The real danger of this “large language model grooming” is humanity’s trust in AI. A Microsoft study found that people who interact with and rely on AI more frequently are less likely to engage in critical thinking. Critical thinking that is necessary for making their own decisions, discerning fact from fiction, or even voting. By giving up their critical thinking skills, they’re offloading their higher processes to AI. According to NewsGuard, that AI has been provably tainted. If you’re not thinking for yourself, how are you any different from a machine?

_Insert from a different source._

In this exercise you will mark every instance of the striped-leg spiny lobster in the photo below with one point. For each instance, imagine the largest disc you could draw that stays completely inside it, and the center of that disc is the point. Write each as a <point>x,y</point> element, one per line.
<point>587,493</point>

People stopped picking their own music. They browse feeds of videos of strangers rather than those of their friends and favorite creators. They stopped reading entire articles, relying on AI summaries instead of reading information themselves. They won’t even write their emails, papers, or code themselves. Even those who read their news often have articles handed to them by algorithms, either through social media or news apps.

If you’re letting AI do your thinking for you, can you really get mad when it’s manipulating you? You’re the one who chose to stop thinking for yourself. Don’t get mad at the poisoned AI models that are picking up the slack.